In the freshness of his grief, he writes that it brings no comfort when people say, “‘Because she is in God’s hands.’ because ‘she was in God’s hands all the time, and I have seen what they did to her there.'” An angry but honest admission. Then, as time passes and his grief evolves, Lewis says, “She’s in God’s hands’ gains a new energy when I think of her as a sword.” He goes around all these circles and finally lands on knowing that his faith is secure, and his God is faithful, his faith stronger after having it tested.
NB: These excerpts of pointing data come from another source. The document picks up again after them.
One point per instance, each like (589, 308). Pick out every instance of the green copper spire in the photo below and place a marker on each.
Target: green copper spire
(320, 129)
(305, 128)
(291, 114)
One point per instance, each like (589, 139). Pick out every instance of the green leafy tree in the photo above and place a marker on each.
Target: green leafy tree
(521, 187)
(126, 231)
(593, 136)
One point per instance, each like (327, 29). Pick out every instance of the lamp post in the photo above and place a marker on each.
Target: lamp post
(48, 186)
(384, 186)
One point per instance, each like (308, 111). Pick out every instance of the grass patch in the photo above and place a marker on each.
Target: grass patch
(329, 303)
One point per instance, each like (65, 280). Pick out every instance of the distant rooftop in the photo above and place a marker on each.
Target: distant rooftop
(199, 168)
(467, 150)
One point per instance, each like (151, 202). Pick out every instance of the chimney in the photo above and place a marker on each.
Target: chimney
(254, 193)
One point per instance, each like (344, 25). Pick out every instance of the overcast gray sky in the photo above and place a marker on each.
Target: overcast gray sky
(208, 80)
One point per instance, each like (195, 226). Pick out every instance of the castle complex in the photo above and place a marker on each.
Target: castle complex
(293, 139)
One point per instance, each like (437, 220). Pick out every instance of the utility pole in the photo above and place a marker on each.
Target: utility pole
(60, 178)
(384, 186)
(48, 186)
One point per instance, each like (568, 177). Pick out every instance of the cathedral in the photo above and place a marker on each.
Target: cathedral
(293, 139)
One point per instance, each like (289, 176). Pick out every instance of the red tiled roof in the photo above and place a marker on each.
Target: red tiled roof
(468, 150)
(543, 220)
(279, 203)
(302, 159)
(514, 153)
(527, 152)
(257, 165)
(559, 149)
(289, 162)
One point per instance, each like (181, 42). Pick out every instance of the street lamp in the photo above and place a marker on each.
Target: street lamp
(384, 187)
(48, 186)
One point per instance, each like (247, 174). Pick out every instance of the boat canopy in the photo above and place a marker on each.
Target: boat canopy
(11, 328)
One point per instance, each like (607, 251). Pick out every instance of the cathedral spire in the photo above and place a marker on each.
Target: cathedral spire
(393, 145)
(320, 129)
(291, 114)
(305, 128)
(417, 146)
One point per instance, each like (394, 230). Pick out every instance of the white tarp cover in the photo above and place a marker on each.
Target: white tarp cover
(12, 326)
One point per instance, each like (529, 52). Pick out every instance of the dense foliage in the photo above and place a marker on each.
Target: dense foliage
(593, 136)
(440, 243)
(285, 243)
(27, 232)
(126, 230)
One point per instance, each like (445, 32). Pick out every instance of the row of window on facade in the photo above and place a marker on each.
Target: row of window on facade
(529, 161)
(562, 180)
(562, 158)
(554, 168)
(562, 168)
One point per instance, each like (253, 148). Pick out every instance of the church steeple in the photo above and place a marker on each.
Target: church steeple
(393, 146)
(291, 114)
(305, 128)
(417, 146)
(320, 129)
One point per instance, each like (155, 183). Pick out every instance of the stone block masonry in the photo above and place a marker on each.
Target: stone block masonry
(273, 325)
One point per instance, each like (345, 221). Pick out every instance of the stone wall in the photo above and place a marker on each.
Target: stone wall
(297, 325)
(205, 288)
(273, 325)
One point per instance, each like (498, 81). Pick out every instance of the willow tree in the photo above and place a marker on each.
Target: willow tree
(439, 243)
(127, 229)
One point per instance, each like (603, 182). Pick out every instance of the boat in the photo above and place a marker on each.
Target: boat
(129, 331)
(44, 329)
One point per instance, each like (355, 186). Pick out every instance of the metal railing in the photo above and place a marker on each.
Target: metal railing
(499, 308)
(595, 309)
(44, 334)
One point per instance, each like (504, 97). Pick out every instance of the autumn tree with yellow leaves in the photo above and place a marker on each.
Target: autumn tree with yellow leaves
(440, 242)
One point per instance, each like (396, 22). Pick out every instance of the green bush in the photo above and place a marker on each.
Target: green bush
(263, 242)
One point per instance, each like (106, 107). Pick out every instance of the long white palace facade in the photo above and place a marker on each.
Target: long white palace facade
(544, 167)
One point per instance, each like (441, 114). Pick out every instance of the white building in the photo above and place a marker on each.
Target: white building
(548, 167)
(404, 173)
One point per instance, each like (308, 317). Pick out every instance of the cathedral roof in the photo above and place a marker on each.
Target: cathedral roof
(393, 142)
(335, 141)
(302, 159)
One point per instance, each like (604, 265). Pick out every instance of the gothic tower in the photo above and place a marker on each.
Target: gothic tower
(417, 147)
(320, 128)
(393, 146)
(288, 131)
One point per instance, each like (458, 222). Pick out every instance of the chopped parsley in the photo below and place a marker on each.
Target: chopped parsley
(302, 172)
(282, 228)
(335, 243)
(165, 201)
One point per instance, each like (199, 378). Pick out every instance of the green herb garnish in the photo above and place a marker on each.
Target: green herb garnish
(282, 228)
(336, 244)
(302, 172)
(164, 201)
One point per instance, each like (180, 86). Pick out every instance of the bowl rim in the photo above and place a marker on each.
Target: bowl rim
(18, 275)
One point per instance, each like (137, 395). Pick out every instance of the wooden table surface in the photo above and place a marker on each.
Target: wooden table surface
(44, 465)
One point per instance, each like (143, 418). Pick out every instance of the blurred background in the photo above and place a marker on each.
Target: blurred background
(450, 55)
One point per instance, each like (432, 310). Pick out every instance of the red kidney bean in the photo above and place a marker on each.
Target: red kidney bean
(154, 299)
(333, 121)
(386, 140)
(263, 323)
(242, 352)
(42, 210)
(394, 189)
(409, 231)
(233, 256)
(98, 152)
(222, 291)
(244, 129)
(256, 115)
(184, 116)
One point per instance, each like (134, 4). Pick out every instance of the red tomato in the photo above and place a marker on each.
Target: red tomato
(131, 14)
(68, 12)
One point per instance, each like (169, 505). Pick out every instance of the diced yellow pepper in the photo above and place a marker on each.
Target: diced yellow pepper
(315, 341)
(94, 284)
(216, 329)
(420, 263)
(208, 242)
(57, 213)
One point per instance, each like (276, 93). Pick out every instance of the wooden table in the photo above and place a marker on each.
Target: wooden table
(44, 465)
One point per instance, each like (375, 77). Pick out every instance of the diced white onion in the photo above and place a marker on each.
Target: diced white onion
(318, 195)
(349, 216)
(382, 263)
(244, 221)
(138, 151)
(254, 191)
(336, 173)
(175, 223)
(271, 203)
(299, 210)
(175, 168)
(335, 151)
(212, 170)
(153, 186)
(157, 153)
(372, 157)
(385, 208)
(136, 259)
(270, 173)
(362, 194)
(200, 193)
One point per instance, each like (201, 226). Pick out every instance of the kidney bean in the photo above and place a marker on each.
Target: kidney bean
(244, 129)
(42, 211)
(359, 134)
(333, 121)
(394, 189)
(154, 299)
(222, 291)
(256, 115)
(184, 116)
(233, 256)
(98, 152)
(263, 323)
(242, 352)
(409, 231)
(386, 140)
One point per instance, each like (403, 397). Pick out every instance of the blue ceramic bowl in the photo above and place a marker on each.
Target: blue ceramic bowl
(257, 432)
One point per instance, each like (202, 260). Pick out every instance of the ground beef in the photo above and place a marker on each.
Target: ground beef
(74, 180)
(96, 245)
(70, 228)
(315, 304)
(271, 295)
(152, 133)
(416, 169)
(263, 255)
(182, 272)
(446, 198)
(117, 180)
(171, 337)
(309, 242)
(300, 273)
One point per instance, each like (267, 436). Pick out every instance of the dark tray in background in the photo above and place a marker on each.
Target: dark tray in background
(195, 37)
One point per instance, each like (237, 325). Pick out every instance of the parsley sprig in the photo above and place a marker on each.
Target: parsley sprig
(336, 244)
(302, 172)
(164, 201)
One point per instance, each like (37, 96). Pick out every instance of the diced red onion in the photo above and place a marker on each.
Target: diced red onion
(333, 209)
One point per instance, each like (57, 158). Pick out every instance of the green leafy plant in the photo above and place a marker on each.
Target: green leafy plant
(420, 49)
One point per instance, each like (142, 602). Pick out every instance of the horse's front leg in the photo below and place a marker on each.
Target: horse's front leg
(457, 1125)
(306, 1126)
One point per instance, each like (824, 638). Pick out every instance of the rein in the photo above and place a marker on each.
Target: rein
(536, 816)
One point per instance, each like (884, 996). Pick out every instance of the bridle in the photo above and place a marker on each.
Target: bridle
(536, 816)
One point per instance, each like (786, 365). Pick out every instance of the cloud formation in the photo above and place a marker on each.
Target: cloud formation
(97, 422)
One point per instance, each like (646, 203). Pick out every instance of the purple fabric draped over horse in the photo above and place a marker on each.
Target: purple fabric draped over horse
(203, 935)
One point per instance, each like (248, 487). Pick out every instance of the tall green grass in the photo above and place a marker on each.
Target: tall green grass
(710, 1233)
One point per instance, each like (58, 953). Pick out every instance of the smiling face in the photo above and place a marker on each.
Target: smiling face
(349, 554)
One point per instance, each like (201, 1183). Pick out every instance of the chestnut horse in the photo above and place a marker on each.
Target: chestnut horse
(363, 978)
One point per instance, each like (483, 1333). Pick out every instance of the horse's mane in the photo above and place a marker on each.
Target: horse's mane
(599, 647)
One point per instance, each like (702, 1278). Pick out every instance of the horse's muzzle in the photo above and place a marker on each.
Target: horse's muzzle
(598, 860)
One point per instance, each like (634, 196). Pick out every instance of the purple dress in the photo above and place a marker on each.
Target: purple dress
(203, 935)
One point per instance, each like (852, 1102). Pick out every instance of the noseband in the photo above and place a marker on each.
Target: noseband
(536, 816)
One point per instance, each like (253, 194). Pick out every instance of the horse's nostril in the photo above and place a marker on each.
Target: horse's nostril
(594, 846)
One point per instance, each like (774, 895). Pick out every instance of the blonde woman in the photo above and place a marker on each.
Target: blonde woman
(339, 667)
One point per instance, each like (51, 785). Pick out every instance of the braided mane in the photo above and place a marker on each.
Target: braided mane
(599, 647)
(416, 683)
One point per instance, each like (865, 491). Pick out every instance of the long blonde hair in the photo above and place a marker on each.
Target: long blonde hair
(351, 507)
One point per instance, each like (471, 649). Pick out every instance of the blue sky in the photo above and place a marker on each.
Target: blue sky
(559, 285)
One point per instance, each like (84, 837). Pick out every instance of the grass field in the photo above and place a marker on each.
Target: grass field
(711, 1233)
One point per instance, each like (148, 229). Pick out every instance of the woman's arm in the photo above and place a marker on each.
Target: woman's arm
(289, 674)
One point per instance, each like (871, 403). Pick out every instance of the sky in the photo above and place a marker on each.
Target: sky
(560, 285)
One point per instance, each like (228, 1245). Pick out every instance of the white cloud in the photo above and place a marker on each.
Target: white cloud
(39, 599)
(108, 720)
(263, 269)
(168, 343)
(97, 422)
There are good days and bad days. This weekend has been a couple of bad days in a row, probably because I can’t get out and do anything to distract myself. Don’t feel sorry for me. Not all days are like this. It’s just part of life.
But in case you’re wondering, no, it won’t get better with time. It might really be “the Lord’s will,” but that doesn’t mean I have to like it. God didn’t need her in heaven more than I needed her down here, and talking to her like she’s here isn’t as good as when I could hear her respond. All of this is how I feel today. Tomorrow might be completely different.
For now, the hole is big, and nothing can fill it. But tomorrow is a new day, and I’m thankful for everyone I have left. Grief sucks. I refuse to wallow, but every once in a while I have to let the horrible-ness of the whole situation wash over me so I can work through it. I’m convinced that God is still good, even when you’re mad at Him, and that it’s OK to tell Him. He’s big enough to take it, and if you deny that you’re mad, you’re lying. So today, I embrace the suck, open and honest, like a less articulate, mouthier version of C.S. Lewis.